Simple prediction model

Do you like tennis?

Well, I don`t like tennis, but i have tennis data set!

if we want to do some fancy machine learning, we need a couple of things:

  • Some data from past - data set
  • Some algorithm or way how we turn this data set into predictive model
  • Also, some samples that we want to predict using our new model!
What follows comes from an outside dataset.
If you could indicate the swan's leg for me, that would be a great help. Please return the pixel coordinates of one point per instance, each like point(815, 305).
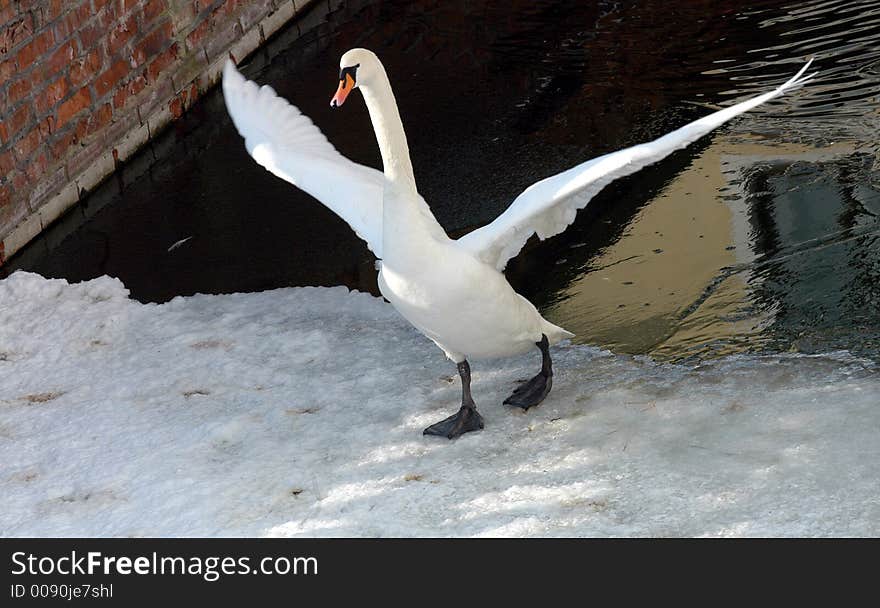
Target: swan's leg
point(466, 419)
point(533, 392)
  • As data set we have simple data set, with records if we go to play tennis dependent on weather. It should look like:
Outlook Temperature Humidity Wind Did I play tennis?
Sunny Hot Hight Weak No
Overcast Hot Hight Weak Yes
Rain Cool Normal Strong No
... ... ... ... ...

You can see whole data set here

  • Algorithm will be default tree-garden configuration
  • Sample for testing will be current weather:
    const sample = {
      outlook: 'Rain', temp: 'Mild', humidity: 'Normal', wind: 'Weak'
    }
    

Code

import {
  buildAlgorithmConfiguration,
  growTree,
  getTreePrediction,
  sampleDataSets
} from 'tree-garden';

// data set of interest is bundled with tree-garden itself
// [data set]
const { tennisSet } = sampleDataSets;

// configuration that is used for training and prediction
// is 'guessed' from training data itself
// empty object is partial configuration we want to use
// [configuration]
const algorithmConfig = buildAlgorithmConfiguration(tennisSet, {});

// we can check what we got
console.log('Config:\n', algorithmConfig);


// lets train decision tree
// [tree]
const tree = growTree(algorithmConfig, tennisSet);

// see how tree looks like?
console.log('Tree:\n', tree);

// our sample of interest
// [sample]
const sample = {
  outlook: 'Rain', temp: 'Mild', humidity: 'Normal', wind: 'Weak'
};

// [result]
const shouldWeGoToPlayTennis = getTreePrediction(sample, tree, algorithmConfig);

console.log('Result:\n', 'Should i stay or should i go?', shouldWeGoToPlayTennis);


// [output for visualization tool]
console.log('Json output:\n\n', JSON.stringify(tree));

Comments

Tags in comments of presented code

You can notice in comments of code, I let some tags like [configuration] and [sample] see here . These tags mean I want to break it down further in comments in docs. I will do so on multiple places of tree-garden docs.

[configuration]
See page which describes configuration in detail

[data set]
See data set for more information.

[tree]
More information on trained tree can be found here.

[sample]
Sample that we want to classify is based on weather in time of writing.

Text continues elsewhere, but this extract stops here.